Assim eu li, anos depois, no fragmento de uma tábua sagrada dos Chyurda, e assim finalmente
vim a compreender Jhaampe. Mas, da primeira vez, quando subimos o monte, cavalgando em
direção à cidade, fiquei ao mesmo tempo desapontado e fascinado pelo que vi.
Os templos, palácios e edifícios públicos lembravam-me imensos botões de tulipa
fechados, tanto na cor como na forma. A forma tinha sido herdada dos abrigos de pele curtida
que tinham sido um dia, em tempos tradicionais entre os nômades que fundaram a cidade; as
cores resultavam apenas do amor que o povo da montanha tem por encher tudo de cores vivas.

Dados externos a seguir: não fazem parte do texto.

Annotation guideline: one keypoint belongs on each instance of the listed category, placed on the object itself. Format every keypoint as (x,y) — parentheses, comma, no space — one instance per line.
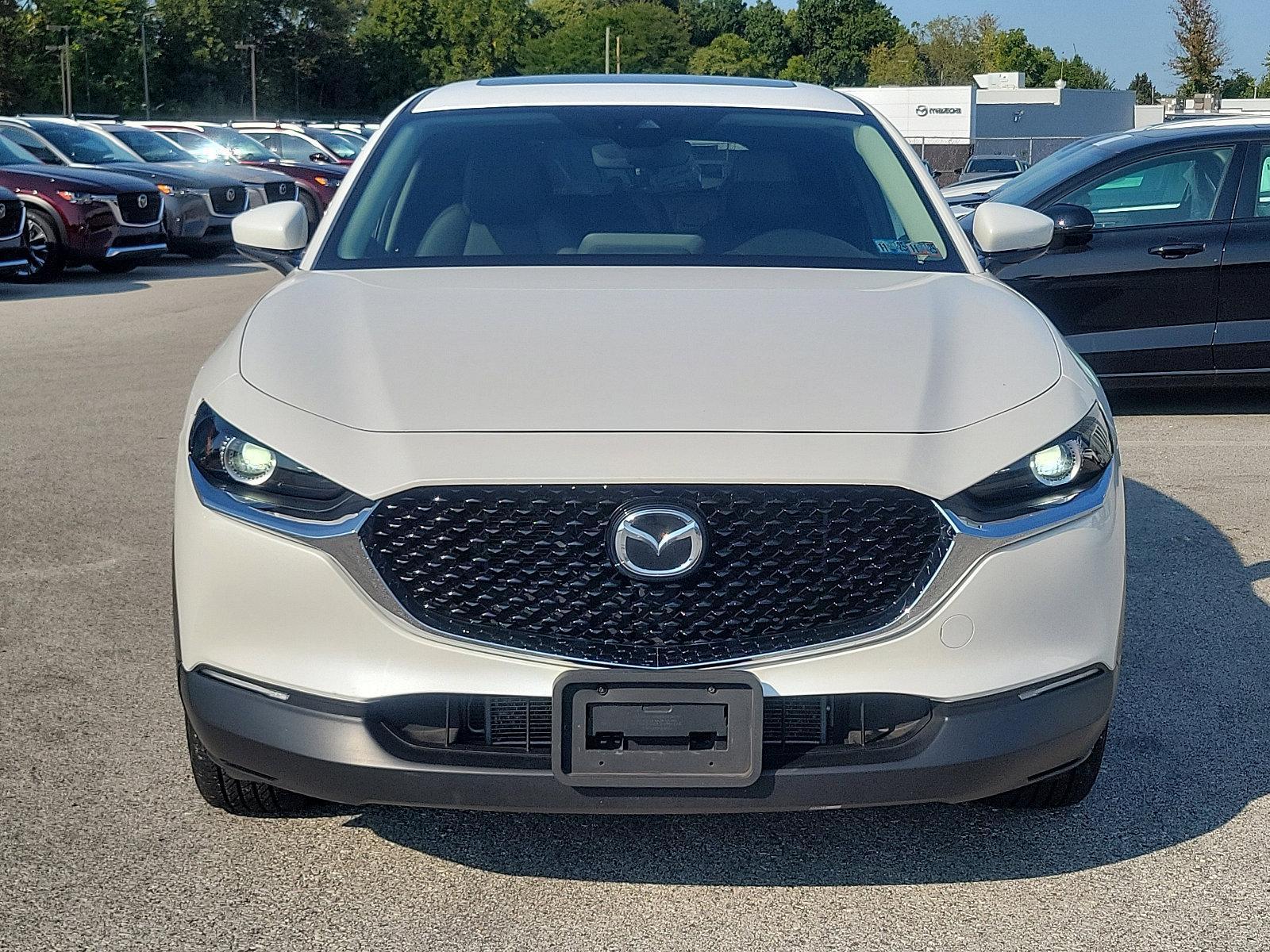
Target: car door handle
(1172,253)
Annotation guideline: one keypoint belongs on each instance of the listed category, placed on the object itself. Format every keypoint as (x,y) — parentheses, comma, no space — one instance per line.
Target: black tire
(46,255)
(235,797)
(1067,789)
(116,266)
(311,211)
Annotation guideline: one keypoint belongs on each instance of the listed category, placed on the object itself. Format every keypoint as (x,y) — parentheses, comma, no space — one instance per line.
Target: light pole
(241,44)
(65,48)
(145,63)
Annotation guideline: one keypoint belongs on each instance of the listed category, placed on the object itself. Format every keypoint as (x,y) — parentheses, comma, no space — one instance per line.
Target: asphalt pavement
(105,844)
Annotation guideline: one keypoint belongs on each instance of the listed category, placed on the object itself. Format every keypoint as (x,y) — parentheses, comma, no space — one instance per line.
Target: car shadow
(84,281)
(1187,754)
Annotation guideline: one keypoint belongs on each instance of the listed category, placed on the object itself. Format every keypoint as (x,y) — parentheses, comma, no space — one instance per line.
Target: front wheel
(1067,789)
(235,797)
(46,255)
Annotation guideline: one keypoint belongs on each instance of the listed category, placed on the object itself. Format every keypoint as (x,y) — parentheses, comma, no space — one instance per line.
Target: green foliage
(768,33)
(654,40)
(836,37)
(899,65)
(1143,89)
(729,55)
(708,19)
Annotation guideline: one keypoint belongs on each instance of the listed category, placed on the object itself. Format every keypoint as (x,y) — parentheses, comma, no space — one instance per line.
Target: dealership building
(999,114)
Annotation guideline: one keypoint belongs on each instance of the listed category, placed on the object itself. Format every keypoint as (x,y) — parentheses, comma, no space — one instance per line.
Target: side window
(1168,190)
(292,146)
(32,144)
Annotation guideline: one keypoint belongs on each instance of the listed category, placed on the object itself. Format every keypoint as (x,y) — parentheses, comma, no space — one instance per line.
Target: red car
(215,143)
(82,216)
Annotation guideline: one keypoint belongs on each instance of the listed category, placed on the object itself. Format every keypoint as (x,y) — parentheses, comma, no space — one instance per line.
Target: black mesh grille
(527,568)
(229,200)
(10,219)
(281,190)
(140,207)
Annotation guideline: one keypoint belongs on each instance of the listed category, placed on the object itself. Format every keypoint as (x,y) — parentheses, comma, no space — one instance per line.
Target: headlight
(1054,474)
(83,197)
(262,478)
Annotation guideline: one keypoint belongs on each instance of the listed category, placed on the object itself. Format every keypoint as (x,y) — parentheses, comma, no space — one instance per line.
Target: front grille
(229,200)
(281,190)
(793,727)
(131,209)
(527,568)
(10,219)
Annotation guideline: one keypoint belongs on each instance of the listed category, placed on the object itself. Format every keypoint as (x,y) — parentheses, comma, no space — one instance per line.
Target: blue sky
(1122,37)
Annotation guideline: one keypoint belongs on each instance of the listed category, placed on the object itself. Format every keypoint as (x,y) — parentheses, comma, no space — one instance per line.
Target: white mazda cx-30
(645,444)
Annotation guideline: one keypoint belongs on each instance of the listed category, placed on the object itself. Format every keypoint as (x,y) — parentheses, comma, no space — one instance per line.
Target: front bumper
(969,750)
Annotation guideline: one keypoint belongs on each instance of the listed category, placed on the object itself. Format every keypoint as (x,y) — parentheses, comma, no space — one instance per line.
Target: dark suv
(13,234)
(198,205)
(262,184)
(82,216)
(317,181)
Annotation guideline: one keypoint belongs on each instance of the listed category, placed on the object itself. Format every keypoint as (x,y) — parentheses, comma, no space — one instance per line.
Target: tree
(768,33)
(1145,89)
(1241,86)
(899,65)
(708,19)
(1199,51)
(836,36)
(654,40)
(728,55)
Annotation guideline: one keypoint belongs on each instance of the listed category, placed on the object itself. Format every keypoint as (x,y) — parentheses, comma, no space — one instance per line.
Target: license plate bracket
(657,729)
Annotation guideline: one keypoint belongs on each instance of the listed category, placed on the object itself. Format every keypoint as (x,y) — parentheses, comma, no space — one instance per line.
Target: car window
(292,146)
(638,186)
(1168,190)
(84,145)
(31,143)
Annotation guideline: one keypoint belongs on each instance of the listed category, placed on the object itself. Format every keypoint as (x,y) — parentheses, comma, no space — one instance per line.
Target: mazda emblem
(657,541)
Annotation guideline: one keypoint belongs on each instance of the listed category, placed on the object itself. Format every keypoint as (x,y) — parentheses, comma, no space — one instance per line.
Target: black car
(1161,258)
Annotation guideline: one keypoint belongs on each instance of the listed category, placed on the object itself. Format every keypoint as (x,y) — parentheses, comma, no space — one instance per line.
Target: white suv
(645,444)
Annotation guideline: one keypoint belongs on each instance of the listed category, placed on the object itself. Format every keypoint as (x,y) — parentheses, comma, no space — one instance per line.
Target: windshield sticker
(914,249)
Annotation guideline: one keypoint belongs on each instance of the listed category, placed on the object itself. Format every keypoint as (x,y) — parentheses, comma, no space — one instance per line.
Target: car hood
(175,175)
(648,348)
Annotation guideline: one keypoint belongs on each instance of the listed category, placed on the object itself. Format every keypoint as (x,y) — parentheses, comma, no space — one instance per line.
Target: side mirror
(1073,225)
(272,234)
(1009,234)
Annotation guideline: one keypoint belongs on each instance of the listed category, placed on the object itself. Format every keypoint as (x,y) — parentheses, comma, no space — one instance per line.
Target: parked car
(300,143)
(1162,251)
(992,167)
(318,182)
(568,475)
(262,184)
(82,216)
(198,205)
(13,234)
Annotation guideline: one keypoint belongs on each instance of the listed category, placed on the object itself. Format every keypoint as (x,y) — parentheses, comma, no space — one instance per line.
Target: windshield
(337,145)
(239,145)
(87,146)
(13,154)
(992,165)
(638,186)
(150,145)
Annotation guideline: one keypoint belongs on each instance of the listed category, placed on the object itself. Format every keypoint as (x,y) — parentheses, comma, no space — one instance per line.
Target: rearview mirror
(273,234)
(1073,225)
(1009,234)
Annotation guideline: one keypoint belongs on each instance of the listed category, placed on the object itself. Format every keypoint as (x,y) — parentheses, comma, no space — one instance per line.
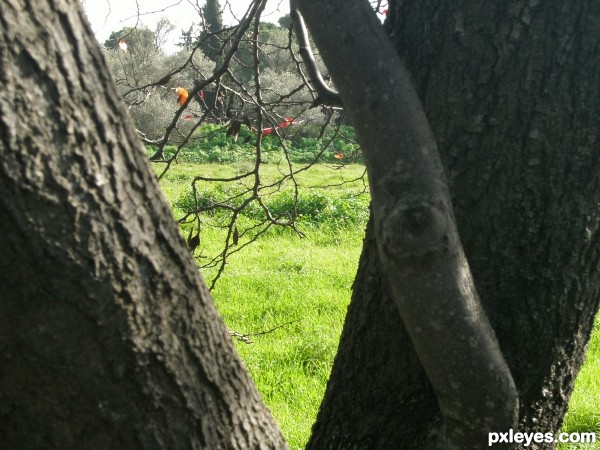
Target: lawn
(289,296)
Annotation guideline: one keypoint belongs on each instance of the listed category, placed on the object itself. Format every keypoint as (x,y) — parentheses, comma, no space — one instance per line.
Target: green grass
(304,284)
(584,406)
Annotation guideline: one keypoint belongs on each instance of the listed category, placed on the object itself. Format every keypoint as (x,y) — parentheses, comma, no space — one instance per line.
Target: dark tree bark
(108,336)
(511,90)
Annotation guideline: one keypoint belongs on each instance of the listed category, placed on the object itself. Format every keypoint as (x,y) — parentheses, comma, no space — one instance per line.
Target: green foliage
(305,285)
(212,145)
(339,210)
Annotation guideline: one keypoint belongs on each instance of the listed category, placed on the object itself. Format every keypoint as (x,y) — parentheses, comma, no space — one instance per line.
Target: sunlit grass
(304,284)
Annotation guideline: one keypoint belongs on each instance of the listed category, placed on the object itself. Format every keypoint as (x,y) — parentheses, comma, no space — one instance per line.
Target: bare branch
(325,95)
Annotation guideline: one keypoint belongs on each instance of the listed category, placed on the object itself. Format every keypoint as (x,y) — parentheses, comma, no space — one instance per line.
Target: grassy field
(300,288)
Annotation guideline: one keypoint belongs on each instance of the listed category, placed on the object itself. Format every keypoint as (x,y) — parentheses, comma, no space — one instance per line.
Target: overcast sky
(107,16)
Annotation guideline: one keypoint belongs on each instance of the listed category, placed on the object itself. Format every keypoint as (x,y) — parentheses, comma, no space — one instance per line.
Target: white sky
(107,16)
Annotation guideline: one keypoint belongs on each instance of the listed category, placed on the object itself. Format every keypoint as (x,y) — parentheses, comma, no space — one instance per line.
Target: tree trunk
(511,91)
(108,336)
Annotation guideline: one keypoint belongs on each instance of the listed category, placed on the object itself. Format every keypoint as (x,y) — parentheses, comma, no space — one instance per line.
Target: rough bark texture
(420,253)
(108,337)
(511,90)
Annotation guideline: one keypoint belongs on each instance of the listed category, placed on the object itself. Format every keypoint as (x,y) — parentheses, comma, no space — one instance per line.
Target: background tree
(114,215)
(212,27)
(510,92)
(115,341)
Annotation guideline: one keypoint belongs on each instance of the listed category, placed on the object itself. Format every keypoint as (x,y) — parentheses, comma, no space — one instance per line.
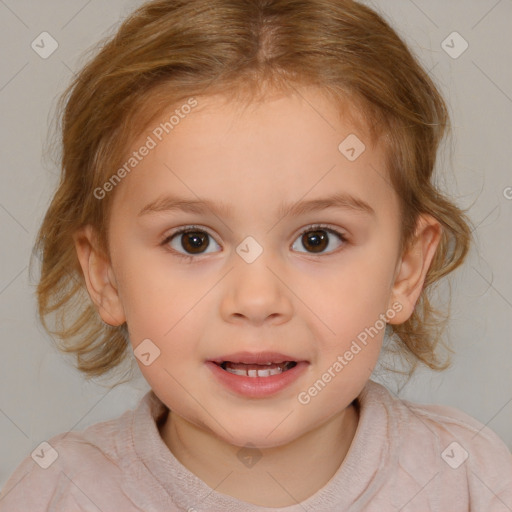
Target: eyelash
(189,258)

Os edifícios tinham sido pintados em preparação para a nossa chegada e para as núpcias da
princesa e, portanto, eram exuberantes e quase excessivos. Os tons de púrpura eram
dominantes, com amarelos contrastando, mas todas as cores estavam representadas. Um campo
de açafrão brotando na neve e na terra negra será talvez a melhor comparação para esse
espetáculo, pois as rochas negras e desnudadas das montanhas e as sempre-vivas escuras
tornavam as cores vivas dos edifícios ainda mais impressionantes. Além disso, a própria
cidade está construída numa área tão íngreme quanto a Cidade de Torre do Cervo, de forma
que quando se olha para ela de baixo, as suas tonalidades e linhas apresentam-se em camadas,
como um habilidoso arranjo floral num cesto.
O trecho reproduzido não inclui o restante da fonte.